Première chambre civile, 12 juin 2018 — 17-21.619

Rejet Cour de cassation — Première chambre civile

Textes visés

  • Article 1014 du code de procédure civile.

Texte intégral

CIV. 1

CGA

COUR DE CASSATION ______________________

Audience publique du 12 juin 2018

Rejet non spécialement motivé

Mme BATUT, président

Décision n° 10386 F

Pourvoi n° A 17-21.619

Aide juridictionnelle totale en défense au profit de Mme X.... Admission du bureau d'aide juridictionnelle près la Cour de cassation en date du 20 septembre 2017.

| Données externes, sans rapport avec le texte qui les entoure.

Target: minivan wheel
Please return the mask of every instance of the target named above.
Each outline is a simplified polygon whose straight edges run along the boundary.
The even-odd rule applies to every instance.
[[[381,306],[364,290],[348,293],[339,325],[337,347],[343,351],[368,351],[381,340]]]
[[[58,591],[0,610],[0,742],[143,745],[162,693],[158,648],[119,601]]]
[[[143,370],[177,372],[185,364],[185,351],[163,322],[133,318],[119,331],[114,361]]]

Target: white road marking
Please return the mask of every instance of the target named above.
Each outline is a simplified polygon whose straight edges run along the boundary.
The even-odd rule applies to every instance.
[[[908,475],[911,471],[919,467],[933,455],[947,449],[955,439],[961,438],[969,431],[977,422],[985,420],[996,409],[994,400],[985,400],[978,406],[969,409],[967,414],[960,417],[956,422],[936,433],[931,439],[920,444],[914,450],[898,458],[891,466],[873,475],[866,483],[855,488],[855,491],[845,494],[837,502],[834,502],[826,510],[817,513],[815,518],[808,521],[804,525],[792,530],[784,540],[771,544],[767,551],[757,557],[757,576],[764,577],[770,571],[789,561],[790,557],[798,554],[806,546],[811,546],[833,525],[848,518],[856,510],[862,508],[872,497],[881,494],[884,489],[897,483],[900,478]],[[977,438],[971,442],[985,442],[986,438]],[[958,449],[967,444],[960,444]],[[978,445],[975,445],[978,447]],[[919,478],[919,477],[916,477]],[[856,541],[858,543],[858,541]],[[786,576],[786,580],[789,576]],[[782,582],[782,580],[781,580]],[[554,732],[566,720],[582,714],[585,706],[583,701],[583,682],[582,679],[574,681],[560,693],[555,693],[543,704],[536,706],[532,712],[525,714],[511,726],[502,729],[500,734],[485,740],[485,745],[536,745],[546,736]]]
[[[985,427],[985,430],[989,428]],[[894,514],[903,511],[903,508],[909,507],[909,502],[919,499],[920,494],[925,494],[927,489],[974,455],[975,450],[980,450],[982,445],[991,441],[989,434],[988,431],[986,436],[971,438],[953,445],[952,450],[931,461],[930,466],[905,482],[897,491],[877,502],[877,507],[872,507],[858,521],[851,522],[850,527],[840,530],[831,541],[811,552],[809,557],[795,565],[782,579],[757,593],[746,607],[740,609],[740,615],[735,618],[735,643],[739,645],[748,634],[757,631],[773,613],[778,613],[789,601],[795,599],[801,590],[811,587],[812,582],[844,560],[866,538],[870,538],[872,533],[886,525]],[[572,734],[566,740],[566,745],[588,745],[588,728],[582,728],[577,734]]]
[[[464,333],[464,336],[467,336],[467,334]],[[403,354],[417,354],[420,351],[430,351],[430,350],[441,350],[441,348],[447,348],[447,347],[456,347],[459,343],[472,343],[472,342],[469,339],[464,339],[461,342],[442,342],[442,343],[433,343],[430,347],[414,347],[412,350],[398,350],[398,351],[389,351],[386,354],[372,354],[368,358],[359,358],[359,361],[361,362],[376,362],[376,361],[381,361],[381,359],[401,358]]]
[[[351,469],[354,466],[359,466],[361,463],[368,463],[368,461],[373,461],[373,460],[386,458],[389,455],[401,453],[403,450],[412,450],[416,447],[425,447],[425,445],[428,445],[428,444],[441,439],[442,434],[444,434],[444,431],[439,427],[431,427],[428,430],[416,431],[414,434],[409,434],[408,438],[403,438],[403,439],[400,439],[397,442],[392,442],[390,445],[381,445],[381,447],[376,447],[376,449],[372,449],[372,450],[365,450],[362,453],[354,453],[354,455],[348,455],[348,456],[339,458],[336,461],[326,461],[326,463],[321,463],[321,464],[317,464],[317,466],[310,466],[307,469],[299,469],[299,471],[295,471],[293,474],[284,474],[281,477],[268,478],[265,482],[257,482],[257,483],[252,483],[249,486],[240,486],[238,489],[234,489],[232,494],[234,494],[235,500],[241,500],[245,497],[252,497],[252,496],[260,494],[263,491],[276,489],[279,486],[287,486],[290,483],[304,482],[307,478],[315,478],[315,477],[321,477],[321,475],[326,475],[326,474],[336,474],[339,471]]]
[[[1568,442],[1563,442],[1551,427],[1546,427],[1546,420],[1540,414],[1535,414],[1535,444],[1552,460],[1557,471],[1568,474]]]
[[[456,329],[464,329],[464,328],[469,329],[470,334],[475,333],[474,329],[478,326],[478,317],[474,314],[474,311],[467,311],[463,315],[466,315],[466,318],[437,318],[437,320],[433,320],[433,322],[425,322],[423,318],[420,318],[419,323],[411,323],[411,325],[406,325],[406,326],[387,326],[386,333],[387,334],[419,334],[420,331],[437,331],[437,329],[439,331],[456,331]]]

R É P U B L I Q U E F R A N Ç A I S E

_________________________

AU NOM DU PEUPLE FRANÇAIS _________________________

LA COUR DE CASSATION, PREMIÈRE CHAMBRE CIVILE, a rendu la décision suivante :

Vu le pourvoi formé par M. D... A... Y... , domicilié [...] ,

contre l'arrêt rendu le 23 juin 2016 par la cour d'appel de Versailles (2e chambre, 1re section), dans le litige l'opposant à Mme E... B... X..., épouse Y..., domiciliée [...] ,

défenderesse à la cassation ;

Vu la communication faite au procureur général ;

LA COUR, en l'audience publique du 9 mai 2018, où étaient présentes : Mme Batut, président, Mme Z..., conseiller rapporteur, Mme Wallon, conseiller doyen, Mme Pecquenard, greffier de chambre ;

Vu les observations écrites de la SCP Alain Bénabent, avocat de M. Y..., de Me C..., avocat de Mme X... ;

Sur le rapport de Mme Z..., conseiller, et après en avoir délibéré conformément à la loi ;

Vu l'article 1014 du code de procédure civile ;

Attendu que les moyens de cassation annexés, qui sont invoqués à l'encontre de la décision attaquée, ne sont manifestement pas de nature à entraîner la cassation ;

Qu'il n'y a donc pas lieu de statuer par une décision spécialement motivée ;

REJETTE le pourvoi ;

Condamne M. Y... aux dépens ;

Vu l'article 700 du code de procédure civile, rejette la demande ;

Ainsi décidé par la Cour de cassation, première chambre civile, et prononcé par le président en son audience publique du douze juin deux mille dix-huit.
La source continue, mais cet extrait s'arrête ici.